CONGRESSWOMAN ELISE STEFANIK
H. R. 908 is expected to be considered on the floor of the House under a motion to suspend the rules, requiring a two-thirds majority vote for passage. This resolution was introduced by Representative Maxine Waters (D-CA) on February 4, 2009.
H.R. 908 reauthorizes the Missing Alzheimer's Disease Patient Alert Program through Fiscal Year 2016. The bill authorizes the Attorney General, in coordination with the Secretary of Health and Human Services, to award competitive grants to organizations to assist in locating missing patients with Alzheimer's disease and related dementias, and to expand the program to include locating other missing elderly individuals. When awarding grants, preference is to be given to national nonprofit organizations that have a direct link to patients with Alzheimer's disease and related dementias.
H.R. 908 authorizes $5 million annually for fiscal years 2009-2016, for the purposes of carrying out the program.
According to the Federal Bureau of Investigation, over 50,000 missing adult cases were pending as of January 2008. These adults, along with other adults whose unknown whereabouts have gone unreported, may have gone missing for reasons such as abduction, foul play, mental or physical illness, or other reasons. Adults with dementia and related illnesses are especially vulnerable to become missing, with higher incidences among the elderly.

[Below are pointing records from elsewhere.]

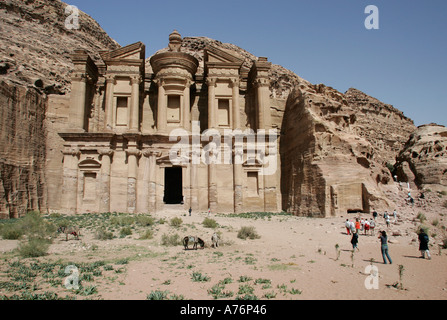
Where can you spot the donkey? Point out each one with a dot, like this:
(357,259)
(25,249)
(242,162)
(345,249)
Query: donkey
(215,240)
(75,231)
(194,241)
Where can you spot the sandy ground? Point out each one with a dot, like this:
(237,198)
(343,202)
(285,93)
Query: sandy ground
(296,254)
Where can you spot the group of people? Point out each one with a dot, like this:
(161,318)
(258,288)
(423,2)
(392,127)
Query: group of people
(354,228)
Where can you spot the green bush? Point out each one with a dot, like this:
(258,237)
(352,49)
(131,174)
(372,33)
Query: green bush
(103,234)
(145,220)
(210,223)
(148,234)
(170,240)
(11,231)
(124,232)
(175,222)
(247,232)
(34,247)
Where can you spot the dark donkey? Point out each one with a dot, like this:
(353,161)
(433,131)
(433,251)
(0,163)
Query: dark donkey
(194,241)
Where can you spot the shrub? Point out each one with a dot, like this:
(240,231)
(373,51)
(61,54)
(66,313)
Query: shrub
(198,277)
(209,223)
(247,232)
(175,222)
(145,221)
(124,232)
(103,234)
(170,240)
(34,247)
(11,232)
(149,234)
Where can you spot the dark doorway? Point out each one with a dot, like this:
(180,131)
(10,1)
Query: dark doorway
(173,186)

In response to the growing number of elderly adults in the U.S., Congress passed the Violent Crime Control and Law Enforcement Act of 1994 (P.L. 103-322), under which the establishment and funding for the Missing Alzheimer's Disease Patient Alert program was authorized, and subsequently reauthorized through Fiscal Year 2008.
On September 17, 2008, the House passed similar legislation, H.R. 6503, under suspension of the rules by a voice vote.
While no Congressional Budget Office (CBO) cost estimate is available for H.R. 908, CBO estimates that implementing H.R. 6503, a similar bill from the 110th Congress, "CBO estimates that implementing the bill would cost $17 million over the 2009-2013 period."